While these spaces are already strange in their vastness, often consisting in thousands of dimensions, researchers were noticing something even more peculiar; sometimes, inputs would form clouds of points that were distinctively shaped, looking for example like 'Swiss rolls,' or cylinders, after being projected back down to just three dimensions, using standard methods. Over the next few years, they started to see other cloudy shapes, too: curves, loops, circles; helixes, torii; even trees and fractal geometries.
That models might learn to organize information in shapes did not necessarily surprise people. It was natural to think that a model might learn that certain categories of inputs could all be clumped together; like inputs describing calendar dates, or colors, or arithmetical operations.

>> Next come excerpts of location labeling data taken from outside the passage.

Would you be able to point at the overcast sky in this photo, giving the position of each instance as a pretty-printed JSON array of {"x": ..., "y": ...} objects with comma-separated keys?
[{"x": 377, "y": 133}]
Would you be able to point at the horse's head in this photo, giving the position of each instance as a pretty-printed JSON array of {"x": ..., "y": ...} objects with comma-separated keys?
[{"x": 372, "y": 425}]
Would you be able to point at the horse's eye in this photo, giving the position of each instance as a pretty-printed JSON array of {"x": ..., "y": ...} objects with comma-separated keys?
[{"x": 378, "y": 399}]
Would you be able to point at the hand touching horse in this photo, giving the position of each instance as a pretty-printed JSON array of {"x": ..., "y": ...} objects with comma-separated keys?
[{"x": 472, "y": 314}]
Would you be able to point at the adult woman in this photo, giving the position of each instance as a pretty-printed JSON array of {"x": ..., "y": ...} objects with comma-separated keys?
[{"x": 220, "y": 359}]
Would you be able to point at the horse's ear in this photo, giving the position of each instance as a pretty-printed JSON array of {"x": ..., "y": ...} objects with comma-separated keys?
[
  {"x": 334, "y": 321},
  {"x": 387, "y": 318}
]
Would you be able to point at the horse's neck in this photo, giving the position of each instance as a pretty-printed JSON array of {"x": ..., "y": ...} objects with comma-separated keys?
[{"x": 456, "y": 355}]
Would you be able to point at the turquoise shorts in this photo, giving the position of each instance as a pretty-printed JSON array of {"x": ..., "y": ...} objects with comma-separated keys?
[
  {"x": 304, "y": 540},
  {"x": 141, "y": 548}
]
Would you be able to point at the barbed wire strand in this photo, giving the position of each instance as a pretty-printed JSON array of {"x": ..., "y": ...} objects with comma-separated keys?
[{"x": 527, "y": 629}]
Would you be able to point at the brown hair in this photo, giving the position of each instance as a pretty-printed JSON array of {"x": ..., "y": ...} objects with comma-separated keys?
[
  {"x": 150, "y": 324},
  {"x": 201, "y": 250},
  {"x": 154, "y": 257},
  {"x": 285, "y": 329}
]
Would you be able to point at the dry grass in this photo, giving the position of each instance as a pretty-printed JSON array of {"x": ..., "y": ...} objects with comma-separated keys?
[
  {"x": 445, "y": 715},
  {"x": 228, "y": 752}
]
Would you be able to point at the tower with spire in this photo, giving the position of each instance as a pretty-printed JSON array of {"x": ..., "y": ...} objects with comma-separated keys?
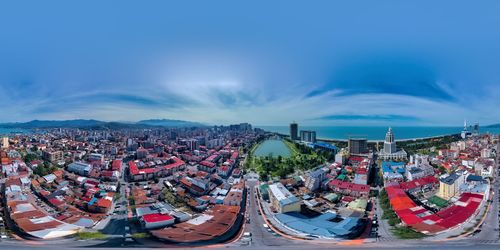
[{"x": 389, "y": 143}]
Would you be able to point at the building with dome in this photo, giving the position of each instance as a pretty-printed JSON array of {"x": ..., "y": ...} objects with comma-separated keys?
[{"x": 390, "y": 151}]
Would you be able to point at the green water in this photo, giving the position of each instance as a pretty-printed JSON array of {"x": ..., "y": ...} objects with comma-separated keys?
[{"x": 274, "y": 147}]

But in 2023, when others discovered a new method for understanding the insides of their models, called sparse autoencoders (SAEs), the observations began to seem a little odder. This method, which quickly gained traction, was suggestive of a very different picture—that the most important concepts a model learned, like love, or logic, or the identities of different people, were highly fragmented, each one tearing off in a very different direction. But why then were certain inputs found close together?
Almost as soon as this hint of contradiction surfaced, it was quelled by other findings. Both the study from March as well as an October study, by researchers at the company Anthropic, have shown that models learn shapes in ways that compliment these other tendencies, suggested by other methods. As a consequence, we are increasingly making sense of why models learn to make shapes in the high-dimensional minds that they live in.
"There's a lot of confusion, but it also feels like there's been a lot of progress," said Eric Michaud of the Massachusetts Institute of Technology (MIT), who spoke to Foom in an interview. "I don't know where it's all going to go. But overall, it feels healthy."